劣化·故障解析は、設備開発段階での信頼性 保全性設計をする場合、運用段階で基本メンテナンス計画のために実施する場合, 運用段階で発生した種々の不具合の診断の場合など, 多くの場面で必要とされます。(設備の経年変化、損傷による部分、部位を定期メンテナンスによるデーターをデーター化(SQL)する活用すること、また損傷、劣化が引き起こす故障の予測技術を確立する必要があります。
)
劣化は物理的·化学的なモノ・アイテムの属性の変化です。一方、故障はアイテムに要求された機能が達成できなくなることです。
設備の運用段階では、運転条件,環境条件に応じてアイテムはストレスを受け, それによってアイテムに種々の劣化メカニズムが起き、材質, 形状, 表面性状等の属性変化が生じます。
アイテムに加わるストレスは設備構造や、その挙動,環境条件などに依存し,またそれらによってアイテムに生じる劣化はアイテムの属性に依存します。したがって, 劣化解析では、劣化要因を的確に把握することが重要となります。
劣化に続いて故障解析について、
- 故障解析においては, 劣化によるアイテムの属性変化がそのアイテムの機能のどこに、どのような変化を生じさせるのか, さらにはそれが他のアイテムにどのように影響していくのかを解析することです。

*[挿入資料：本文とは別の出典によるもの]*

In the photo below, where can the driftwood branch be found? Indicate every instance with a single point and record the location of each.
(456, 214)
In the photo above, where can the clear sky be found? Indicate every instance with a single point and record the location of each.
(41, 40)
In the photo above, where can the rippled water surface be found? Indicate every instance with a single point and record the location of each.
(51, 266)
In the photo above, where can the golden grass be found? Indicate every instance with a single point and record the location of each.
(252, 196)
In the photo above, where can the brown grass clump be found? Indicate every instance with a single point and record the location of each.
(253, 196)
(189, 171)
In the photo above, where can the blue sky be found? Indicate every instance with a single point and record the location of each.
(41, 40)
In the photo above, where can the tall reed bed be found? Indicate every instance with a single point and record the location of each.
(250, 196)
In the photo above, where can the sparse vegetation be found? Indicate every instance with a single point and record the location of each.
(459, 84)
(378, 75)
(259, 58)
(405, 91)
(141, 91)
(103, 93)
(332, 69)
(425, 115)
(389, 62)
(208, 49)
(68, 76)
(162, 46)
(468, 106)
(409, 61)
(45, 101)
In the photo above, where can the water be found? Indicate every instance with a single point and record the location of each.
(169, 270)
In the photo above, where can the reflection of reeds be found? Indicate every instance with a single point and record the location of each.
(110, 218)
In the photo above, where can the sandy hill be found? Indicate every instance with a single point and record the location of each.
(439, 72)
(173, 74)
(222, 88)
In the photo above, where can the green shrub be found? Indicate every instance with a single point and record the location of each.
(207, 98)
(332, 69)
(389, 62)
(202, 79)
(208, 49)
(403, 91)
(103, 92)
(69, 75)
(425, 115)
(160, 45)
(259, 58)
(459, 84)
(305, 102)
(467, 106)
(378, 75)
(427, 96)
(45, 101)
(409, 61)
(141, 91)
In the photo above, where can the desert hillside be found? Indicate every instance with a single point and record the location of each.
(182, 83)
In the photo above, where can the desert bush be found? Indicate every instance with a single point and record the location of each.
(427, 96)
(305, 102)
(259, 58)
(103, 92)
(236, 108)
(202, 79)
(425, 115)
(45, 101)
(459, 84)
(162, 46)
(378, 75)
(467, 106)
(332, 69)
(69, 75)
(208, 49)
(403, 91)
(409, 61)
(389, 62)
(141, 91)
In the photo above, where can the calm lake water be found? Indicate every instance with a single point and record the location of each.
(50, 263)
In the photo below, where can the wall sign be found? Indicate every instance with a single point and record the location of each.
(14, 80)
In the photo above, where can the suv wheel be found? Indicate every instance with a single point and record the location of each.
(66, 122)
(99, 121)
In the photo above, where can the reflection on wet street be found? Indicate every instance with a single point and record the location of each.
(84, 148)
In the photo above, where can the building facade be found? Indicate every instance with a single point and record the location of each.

- 劣化故障解析は信頼性,安全性解析,メンテナンス計画等のさまざまな分野において必要とされる基本的な解析です。よく知られているのは、 FMEA (Failure Mode and Effects Analysis),FTA (Fault Tree Analysis)です。
ITの世界に依存する、製造業の世界でもIoT活用を含めたAI,DL,DX
ITの世界に依存する、製造業の世界でもIoT活用を含めたAI,DL,DXへの関心が高まっています。
企業の多くは「具体的な成果を得ることが難しい」や「全体最適につながる基盤作りがうまくいかない」というような声が多く、順調に進んでいるとはいえない状況が生まれています。
基本的には、IOTデーターを集約するIoT基盤作りを進め、集約したデータを活用、現場にフィードバックする仕組みを作り、製造ラインに反映、生産性向上をすることです。
IoTシステムでは、現場に近いところでデータを収集したり、さまざまなロジックを実行したりする基盤と、現場から集めた膨大なデーターを高速に処理する高性能な基盤を柔軟に連携させることが必要十分条件です。マイクロソフトは2016年ごろからデータ領域から情報を処理する「エッジ層」、クラウドで大容量データを処理する「クラウド層」、さらに両者を中継してデータを整流化する役目を担う「フォグ層」の3つの層を構築、それぞれの要件を吸収するという考えをベースにしています。すなわちマイクロソフトに限らず、「IoTを取り巻く環境では、3つの層の考え方に合理性が不可欠ということです。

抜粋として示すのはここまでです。